Today we tackle a topic similar to the topic from last week where we considered nested classes. This time we consider multiple top-level classes in a single source file. The difference between what we are considering today and what we considered last week is that these classes are at the same level as the "base class". You may not even know that you can have multiple top level classes in a source file (you can only have one top level public
class in a source file) and, per this chapter, that's OK because you shouldn't be using this ability.
Let's consider the benefits we get from having multiple top level classes in a file. We don't need to create as many files. It could be used a way to group related classes together. We don't pay extra for additional files so we should be good skipping that benefit and we can use packages to group related files.

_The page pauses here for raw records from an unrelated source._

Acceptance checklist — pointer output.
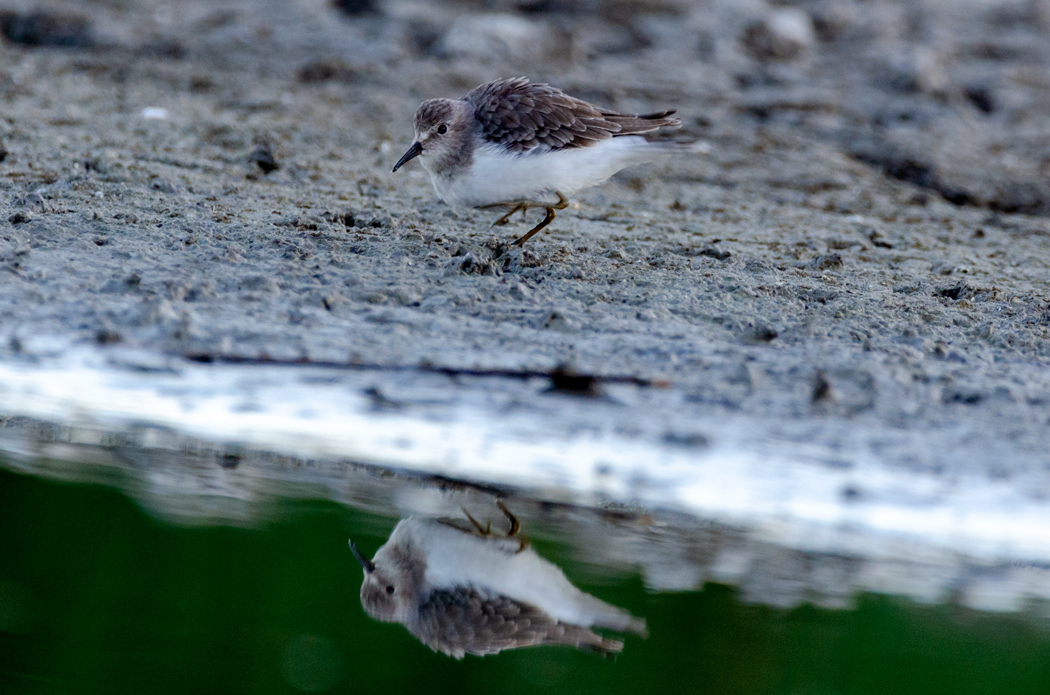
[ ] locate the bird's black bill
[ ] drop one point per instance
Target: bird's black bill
(411, 154)
(365, 563)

So let's look a little more concretely into what problems not following this advice can cause. One that the book doesn't mention is that this is an unexpected ability to take advantage of, because of this, it can be confusing to future developers working in your project when they are looking for where a specific class is defined. On top of this the main benefit that the book mentions is that you can run into cases where you have two classes defining the same class and which instance gets selected depends on how the code was compiled. This is demonstrated in the book by going through different orders of parameters you could pass to the Java compiler on the command line. Now I don't know about you, but I usually am not compiling code on the command line, I'm usually using my IDE so not only does the order affect how the code will execute but we, most of the time, don't have visibilty into the order or parameters passed to the compiler.
To sum it up, having multiple classes defined at the top level in a single source file provides us basically no value but does bring with it predictability and maintainability troubles and thus should be avoided.